Editor’s Note: In August 2015 MHB published, “The CIA and the Media: 50 Historical Facts The World Needs to Know.” The present series seeks to augment this initial article with several dozen additional facts and observations on the relationship between the US intelligence community, the mass media, and public opinion. One historical fact will be released each day over the next month and beyond.


The CIA’s integration with mass media is especially insidious because it operates as a secret organization with its own rules and is answerable to no one. “’The National Security Act of 1947,’” in the words of Allen W. Dulles, “’…has given Intelligence a more influential position in our government than Intelligence enjoys in any other government of the world.’” As journalists David Wise and Thomas B. Ross wrote over a half-century ago,

The American people have not been in a position to assess these changes. They know virtually nothing about the Invisible Government. Its employment rolls are classified. Its activities are top secret. Its budget is concealed in other appropriations. Congress provides money for the Invisible Government without knowing how much it has appropriated or how it will be spent. A handful of congressmen are supposed to be kept informed by the Invisible Government, but they know relatively little about how it works.
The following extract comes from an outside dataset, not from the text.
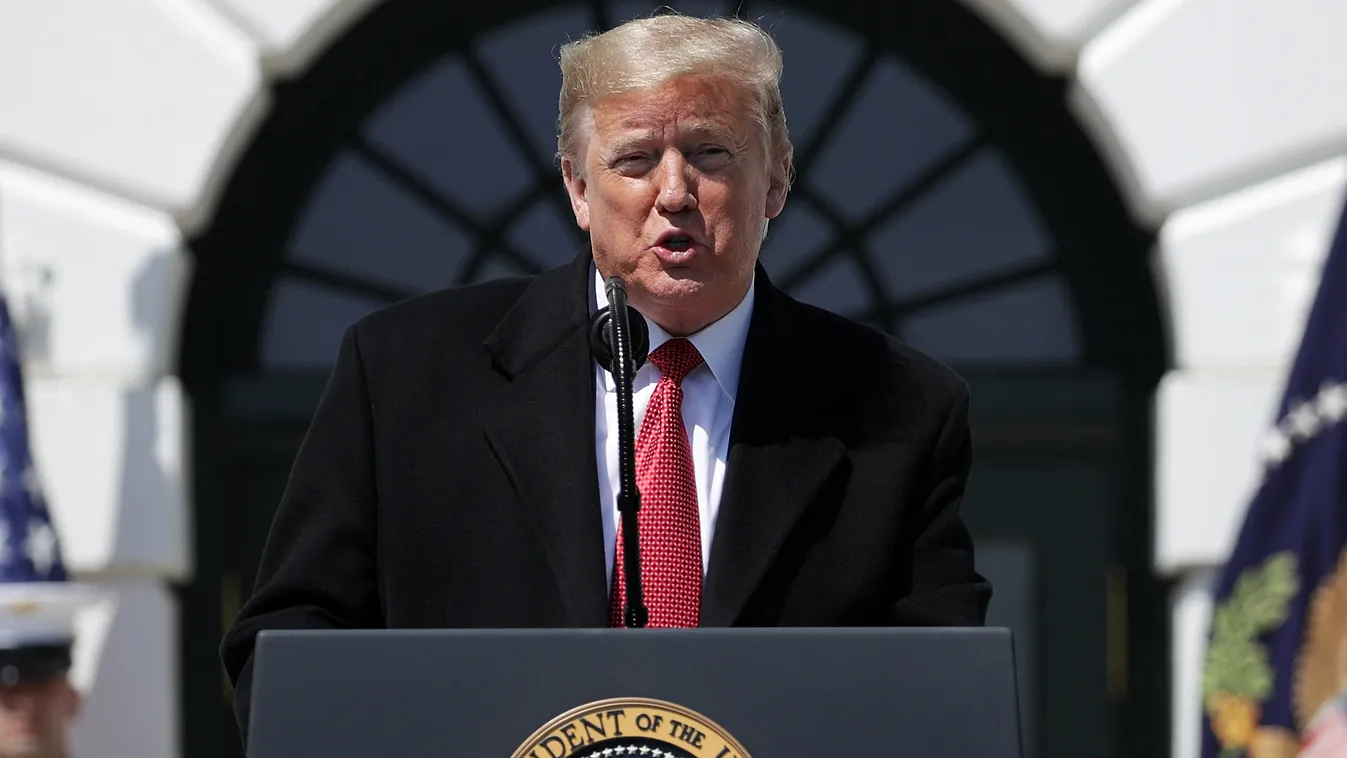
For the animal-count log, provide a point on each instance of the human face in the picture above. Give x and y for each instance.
(34, 718)
(674, 191)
Overseas, in foreign capitals, American ambassadors … are told they have control over the agents of the Invisible Government. But do they? The agents maintain communications and codes of their own. And the ambassador’s authority has been judged by a committee of the United States Senate to be a “polite fiction.”

At home, the intelligence men are directed by law to leave matters to the FBI. But the CIA maintains more than a score of offices in major cities throughout the United States; it is deeply involved in many domestic activities, from broadcasting stations and a steamship company to the university campus. The Invisible Government is also generally thought to be under the direct control of the National Security Council. But, in fact, many of its major decisions are never discussed in the Council. These decisions are handled by a small directorate, the name of which is only whispered. How many Americans have heard of the ‘Special Group’? The name of this group, even its existence, is unknown outside the innermost circle of the Invisible Government.

David Wise and Thomas B. Ross, The Invisible Government, New York: Random House, 1964, 4, 5.